Oswal Pumps shares are set to list on the stock exchanges on Friday, after its initial public offering (IPO) was subscribed 34.42 times in the primary market.
The company, which started operations in 2003 with the manufacturing of low-speed monoblock pumps, has since expanded into grid-connected submersible pumps and electric motors.
Mahesh M Ojha, AVP – Research and Business Development at Hensex Securities, said the stock is likely to list at a premium of 8-12 percent over the upper price band of Rs 614.
He said the company's leadership in the solar pump segment, linkages with government schemes like PM-KUSUM, and a consistent execution track record support a justified listing premium. "Long-term investors may consider holding the stock given its scale, market share and alignment with India’s renewable energy and agri-infrastructure goals," Ojha said.
He added that investors who entered the issue for listing gains may consider partial profit booking if the stock opens above Rs 675, while retaining some exposure could be beneficial amid expectations of a potential re-rating. He advised new investors to wait for price stability post-listing, citing broader market volatility and possible initial selling pressure.
Narendra Solanki, Head of Fundamental Research – Investment Services at Anand Rathi Shares and Stock Brokers, said the issue was fully priced at the upper band, valuing the company at a price-to-earnings (P/E) ratio of 24.2x and EV/EBITDA of 22.8x, with a post-issue market capitalisation of Rs 6,998.2 crore. "We had assigned a long-term Subscribe rating to the IPO. Investors with a long-term view may continue to hold for better returns," Solanki said.
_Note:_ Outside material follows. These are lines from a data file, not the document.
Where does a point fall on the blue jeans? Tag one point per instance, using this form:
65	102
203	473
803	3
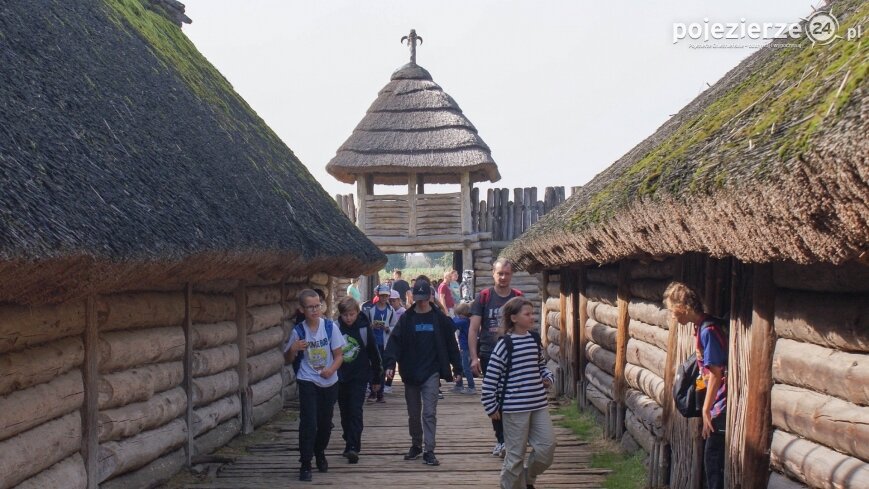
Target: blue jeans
466	370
Prashanth Tapse, Research Analyst at Mehta Equities, noted that despite volatile market conditions, the mainboard IPO received strong investor interest, particularly from Qualified Institutional Buyers (QIBs) and Non-Institutional Investors (NIIs).
He said the investor response reflects confidence in the company’s fundamentals and long-term growth potential. "Attractive valuations, a diversified product portfolio across agriculture, industrial and domestic segments, and the company’s alignment with government initiatives in infrastructure and rural development supported the robust demand," Tapse said.
He expects a listing gain of 10–15 percent and advised allotted investors to hold the stock for the long term, citing the company’s position in key structural growth areas. "Non-allotted investors may consider accumulating on dips post-listing, especially in case of short-term market weakness," he added.